On October 14 of this year, departing from Seoul toward the DMZ on the Peace and Reunification Tour, I began to feel optimistic as people gave their introductions while showing confidence in the Panmunjom Declaration and the Pyeongyang Declaration. A few expressed that their wishes of someday traveling north could soon be realized. If I had any doubts about the future of the peace talks between Kim Jong Un and Moon Jae In, they simply didn’t matter anymore. This was the time for hope.
Being hopeful together was rather meaningful. Bringing that hope to a place like Imjingak made a statement of the people’s will. We weren’t a particularly large group, but we were a vital one carrying a demand for peace and progress. The Bridge of Freedom was the most conspicuous landmark spanning across the Imjin River. Access to the bridge is blocked and it has little function outside of a photo opportunity at its closure. It was dubbed in our booklets and on our tour as the “bridge that connects to nowhere” and it served as a signifier on how much work is left to be done.
Moving onward to the Dora observatory, I was reluctant to look through the binoculars. Taking the journey to be present somewhere carried a very different weight to me than intentionally engaging in a spectacle.

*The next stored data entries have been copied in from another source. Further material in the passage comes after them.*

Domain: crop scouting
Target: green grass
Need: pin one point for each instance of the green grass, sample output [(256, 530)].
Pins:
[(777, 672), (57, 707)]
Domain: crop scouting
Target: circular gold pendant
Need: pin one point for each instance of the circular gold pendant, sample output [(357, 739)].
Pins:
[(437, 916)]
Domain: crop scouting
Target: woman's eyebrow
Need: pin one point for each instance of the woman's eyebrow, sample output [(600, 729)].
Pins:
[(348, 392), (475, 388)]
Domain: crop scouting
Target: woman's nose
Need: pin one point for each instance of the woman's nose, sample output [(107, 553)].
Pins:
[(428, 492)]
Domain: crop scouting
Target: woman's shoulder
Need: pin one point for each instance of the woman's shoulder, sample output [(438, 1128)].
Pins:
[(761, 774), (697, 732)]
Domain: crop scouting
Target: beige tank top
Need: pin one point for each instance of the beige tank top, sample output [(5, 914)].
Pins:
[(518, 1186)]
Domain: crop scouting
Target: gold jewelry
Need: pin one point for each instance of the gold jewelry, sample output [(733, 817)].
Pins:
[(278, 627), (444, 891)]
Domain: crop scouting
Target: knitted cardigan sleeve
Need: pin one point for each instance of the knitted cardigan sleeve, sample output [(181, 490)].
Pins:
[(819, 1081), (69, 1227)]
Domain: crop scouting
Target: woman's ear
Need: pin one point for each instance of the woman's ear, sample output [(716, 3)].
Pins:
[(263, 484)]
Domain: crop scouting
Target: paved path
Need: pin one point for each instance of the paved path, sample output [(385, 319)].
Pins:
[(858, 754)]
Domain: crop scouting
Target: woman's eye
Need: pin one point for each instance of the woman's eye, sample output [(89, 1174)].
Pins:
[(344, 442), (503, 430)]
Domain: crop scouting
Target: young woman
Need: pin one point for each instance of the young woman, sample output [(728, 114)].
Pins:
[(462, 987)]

I heard from others later that their feelings were very different, that they wanted to see as far as they could into the north to see the home of their relatives.
Dorasan Train Station had the biggest impact on me. I have never owned a car and never really desired one, but I have always been fascinated with trains. I enjoy riding on them, watching them, I even enjoy waiting for them. There is something so socially powerful about a train that is readily apparent to me, a native Ohioan, who grew up without any real form of public transportation. So it was very impactful for me to see a train platform in Dorasan for a train to Kaesong. It was there that I hoped that I could one day stand on that platform. I could choose a destination and could watch people get on and off the train in harmony. I could study its maps and stare out the windows. It is a symbol of all that is possible.
And if you turn around from the platform you can see a large photo of George W. Bush, the personification of 21st century American Imperialism. It’s not really clear what his role was when the station was constructed and the photo is heavily faded. Let the sun continue to wash the colors from the photo so it becomes an odd curiosity and gets replaced. Let the shadow of American imperialism leave the peninsula so that it can reunify and heal. Let the Dorasan Station connect from Seoul to Pyeongyang and beyond.